Robust Collision Avoidance and Path-Following of USVs With Reduced Conservativeness: A Control Barrier Function-Based Approach

Abstract

The collision avoidance and path-following problem is fundamental for unmanned surface vehicles (USVs) to accomplish various tasks in different water environments. However, addressing this issue is challenging, as USVs are inevitably affected by environmental disturbances in practice. In this study, we address the robust collision avoidance path-following problem for USVs with unknown bounded environmental disturbances by using the control barrier function (CBF)-based approach. To reduce the conservativeness for the collision avoidance actions, the elliptical shape of the USV is considered when designing the control law. Furthermore, a high-order control barrier function (HOCBF)-based approach is proposed to achieve the robust collision avoidance with respect to both static and dynamic obstacles.
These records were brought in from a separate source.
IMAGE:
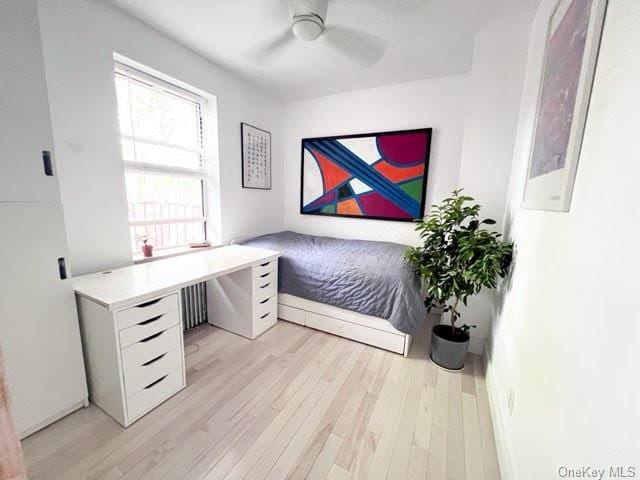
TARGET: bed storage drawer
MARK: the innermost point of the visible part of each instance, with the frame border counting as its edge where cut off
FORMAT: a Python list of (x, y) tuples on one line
[(145, 311), (360, 333), (138, 377), (153, 394), (265, 316), (151, 347), (146, 328), (291, 314), (264, 289), (264, 269)]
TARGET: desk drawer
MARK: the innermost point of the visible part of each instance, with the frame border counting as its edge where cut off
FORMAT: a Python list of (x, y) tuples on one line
[(146, 328), (154, 394), (150, 348), (264, 289), (138, 377), (145, 311)]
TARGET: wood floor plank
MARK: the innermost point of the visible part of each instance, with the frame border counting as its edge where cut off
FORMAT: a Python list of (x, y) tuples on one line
[(362, 461), (417, 463), (295, 448), (472, 442), (310, 391), (455, 430), (386, 440), (324, 461), (404, 436), (437, 460), (294, 403), (327, 424)]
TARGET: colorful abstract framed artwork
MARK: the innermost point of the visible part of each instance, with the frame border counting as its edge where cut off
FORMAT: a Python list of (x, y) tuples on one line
[(573, 39), (380, 176)]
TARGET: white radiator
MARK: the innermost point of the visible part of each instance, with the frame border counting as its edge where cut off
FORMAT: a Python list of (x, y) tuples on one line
[(194, 305)]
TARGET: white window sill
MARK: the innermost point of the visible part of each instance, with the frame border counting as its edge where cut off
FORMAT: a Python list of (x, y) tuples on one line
[(168, 253)]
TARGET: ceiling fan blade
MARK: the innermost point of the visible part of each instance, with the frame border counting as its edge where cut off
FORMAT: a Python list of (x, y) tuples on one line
[(274, 47), (360, 46)]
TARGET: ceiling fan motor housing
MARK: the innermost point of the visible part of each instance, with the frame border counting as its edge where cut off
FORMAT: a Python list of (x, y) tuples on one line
[(307, 27), (307, 18)]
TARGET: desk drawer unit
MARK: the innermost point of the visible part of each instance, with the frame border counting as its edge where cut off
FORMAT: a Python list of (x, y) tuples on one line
[(134, 356), (245, 302)]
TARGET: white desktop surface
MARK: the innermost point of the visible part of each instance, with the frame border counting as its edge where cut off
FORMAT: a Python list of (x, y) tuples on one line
[(126, 286)]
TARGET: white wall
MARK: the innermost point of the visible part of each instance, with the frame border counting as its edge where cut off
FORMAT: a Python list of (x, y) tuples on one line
[(493, 98), (438, 103), (79, 40), (566, 336)]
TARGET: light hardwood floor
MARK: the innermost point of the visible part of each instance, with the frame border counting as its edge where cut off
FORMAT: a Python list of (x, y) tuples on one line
[(294, 403)]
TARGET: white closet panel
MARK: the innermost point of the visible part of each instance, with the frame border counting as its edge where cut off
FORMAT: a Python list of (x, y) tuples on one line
[(25, 129), (39, 333)]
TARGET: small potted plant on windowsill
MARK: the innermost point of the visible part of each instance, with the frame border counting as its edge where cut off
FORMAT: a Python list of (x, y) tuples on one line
[(147, 249), (457, 259)]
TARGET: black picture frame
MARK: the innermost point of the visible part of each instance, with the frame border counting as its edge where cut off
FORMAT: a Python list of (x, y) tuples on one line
[(242, 127), (427, 130)]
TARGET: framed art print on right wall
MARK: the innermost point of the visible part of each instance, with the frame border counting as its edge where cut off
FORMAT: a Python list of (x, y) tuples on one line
[(572, 43)]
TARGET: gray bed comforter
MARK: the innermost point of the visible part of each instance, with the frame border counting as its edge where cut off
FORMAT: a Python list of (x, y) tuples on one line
[(366, 277)]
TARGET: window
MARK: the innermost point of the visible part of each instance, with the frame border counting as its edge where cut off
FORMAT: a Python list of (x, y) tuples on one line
[(162, 148)]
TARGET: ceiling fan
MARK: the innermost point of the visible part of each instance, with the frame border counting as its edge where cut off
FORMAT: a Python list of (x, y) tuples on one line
[(307, 20)]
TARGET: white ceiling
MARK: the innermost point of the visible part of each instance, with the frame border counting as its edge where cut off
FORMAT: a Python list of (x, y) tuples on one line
[(425, 38)]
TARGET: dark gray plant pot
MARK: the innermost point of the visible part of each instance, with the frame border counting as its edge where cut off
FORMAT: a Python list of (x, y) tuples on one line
[(448, 351)]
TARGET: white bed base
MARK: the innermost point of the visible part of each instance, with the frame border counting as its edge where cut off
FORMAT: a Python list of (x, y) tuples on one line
[(345, 323)]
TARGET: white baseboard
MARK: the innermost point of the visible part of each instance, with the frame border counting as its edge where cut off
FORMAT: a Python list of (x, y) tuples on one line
[(476, 345), (498, 418), (39, 426)]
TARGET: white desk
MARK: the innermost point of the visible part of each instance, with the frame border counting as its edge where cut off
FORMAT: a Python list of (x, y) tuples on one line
[(132, 327)]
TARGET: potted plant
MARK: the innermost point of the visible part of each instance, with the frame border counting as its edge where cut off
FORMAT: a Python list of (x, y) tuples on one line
[(457, 259), (147, 249)]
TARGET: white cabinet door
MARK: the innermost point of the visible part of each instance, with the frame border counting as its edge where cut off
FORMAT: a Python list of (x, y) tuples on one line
[(39, 333), (25, 124)]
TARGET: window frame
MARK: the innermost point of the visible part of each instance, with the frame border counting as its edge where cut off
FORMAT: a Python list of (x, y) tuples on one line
[(155, 83)]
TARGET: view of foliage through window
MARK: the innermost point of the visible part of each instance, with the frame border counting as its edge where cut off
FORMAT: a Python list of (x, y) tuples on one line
[(162, 150)]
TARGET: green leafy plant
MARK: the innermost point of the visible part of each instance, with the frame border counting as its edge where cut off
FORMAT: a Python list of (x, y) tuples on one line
[(457, 257)]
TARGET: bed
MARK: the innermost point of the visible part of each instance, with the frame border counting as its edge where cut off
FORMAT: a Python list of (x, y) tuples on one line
[(357, 289)]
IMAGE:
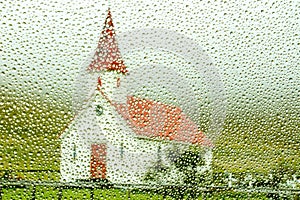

Specifically, a nominal robust path-following controller is first designed utilizing the predefined-time observers without considering the collision avoidance requirement. Then, by considering the elliptical USV and the circular obstacles, collision avoidance input constraints are derived by the proper HOCBFs. Finally, a local quadratic programming (QP)-based controller is proposed to achieve robust collision avoidance and path-following of the USV. Simulation and experimental results are presented to demonstrate the effectiveness of the proposed control strategy.